Post smiled without showing her teeth. “I think you’re probably letting the emotion of these two events cloud your judgment. It’s very likely you were just the victim of a random break-in. I can show you the charts we have to track these things. Break-ins in that area are up about twenty percent this year. Someone—or a group of people—is doing it. We’ll find out eventually, but it won’t be connected to your mother’s death. As for your brother, I can tell you that it’s moving slowly because your brother hasn’t been as cooperative as we need him to be.”

“Cooperative?”

“I know,” she said, holding up her hand to fend off my objections. “I’m not unsympathetic to all the issues associated with him being in the hospital.”

“You can’t just dismiss them as ‘issues.’”

“What I’m saying is, if you have any ability to talk to him, to get him to open up a little to the doctors who want to speak to him, then maybe things will move along more quickly. I don’t like the idea of a guy like your brother being cooped up in a hospital either. But we need to find out more from him. We all have the same goal here: to solve your mother’s murder.”

Her words took the slightest edge off my anger and frustration. Not all of it—just a bit. It was remarkable what treating me as a human being could do.

“I’ll try to talk to him,” I said. “He doesn’t listen to me.

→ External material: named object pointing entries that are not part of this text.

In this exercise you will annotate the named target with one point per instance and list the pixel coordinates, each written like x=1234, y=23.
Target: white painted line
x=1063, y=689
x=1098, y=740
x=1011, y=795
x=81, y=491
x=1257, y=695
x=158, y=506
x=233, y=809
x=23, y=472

He’s all doped up. They medicated him yesterday because someone upset him.”

“I heard about that,” Post said.

“Do you know who that woman was?” I asked.

“No. Do you?”

“No. That’s just it. What’s going on here? A strange woman shows up at my brother’s hospital room and sends him into a fit of hysterics. My apartment gets broken into. And then—” I stopped myself. I realized my voice was getting louder. Post looked at me with the calm condescension usually reserved for mental patients. “I’m going to get some of that coffee,” I said, getting up and walking over to the other side of the room.

The act of pouring it into the cup and adding sugar, then stirring and watching the dark liquid swirl around in the cup soothed my nerves just enough. I came back to the table and sat down. Post gave me a moment. I sipped the hot liquid. Despite the generous amount of sugar I added, it still tasted bitter.

Post said, “It’s been a few days, and we were just wondering if anything else had come to mind about your mother. Any problems she might have been having. Any relationships that might have been a source of trouble for her.”

“I’ve thought about this a lot,” I said. “I don’t know who would hurt my mother.”

“Anything at all? Money problems? Something else?”

“If there’s been a rash of break-ins around town, what’s to say Mom’s death wasn’t the result of one of those?”

“You said your lock was splintered and your apartment ransacked?” Post asked. “You saw your mother’s house the other night. There’s a difference there, right?”

I didn’t answer, but I understood. My attempt to make a connection between the two events, to stretch a link so far between two dissimilar events, made me seem amateurish and desperate. I wanted Mom’s death to make more sense than it did, but I couldn’t. And neither could Detective Post.

“What about your father?” she asked. “He’s deceased, right?”

“He died almost five years ago.”

“Was there anything about him that might be relevant to your mom’s case?” Post asked. “Any unresolved problems? Any issues?”

“My father?” I said. “That man didn’t have any issues. He was peaceful and easygoing.” I felt myself smiling just thinking about him. “I got along with him much better than with Mom. I guess Mom and I were too much alike in a lot of ways.”

“Did your mother date anyone since your father died?” Post asked.

The question—no, the idea of the question—almost made me fall out of my chair. “Date someone? My mother?” I laughed, and the expression on Post’s face didn’t change. “No, she didn’t date anyone. You wouldn’t ask that question if you knew my mother at all.”

“But you didn’t know everything about your mother,” Post said. Her voice was flat. She didn’t add any “gotcha” inflection. She didn’t need to. She had, indeed, made her point and proven my argument to be vulnerable.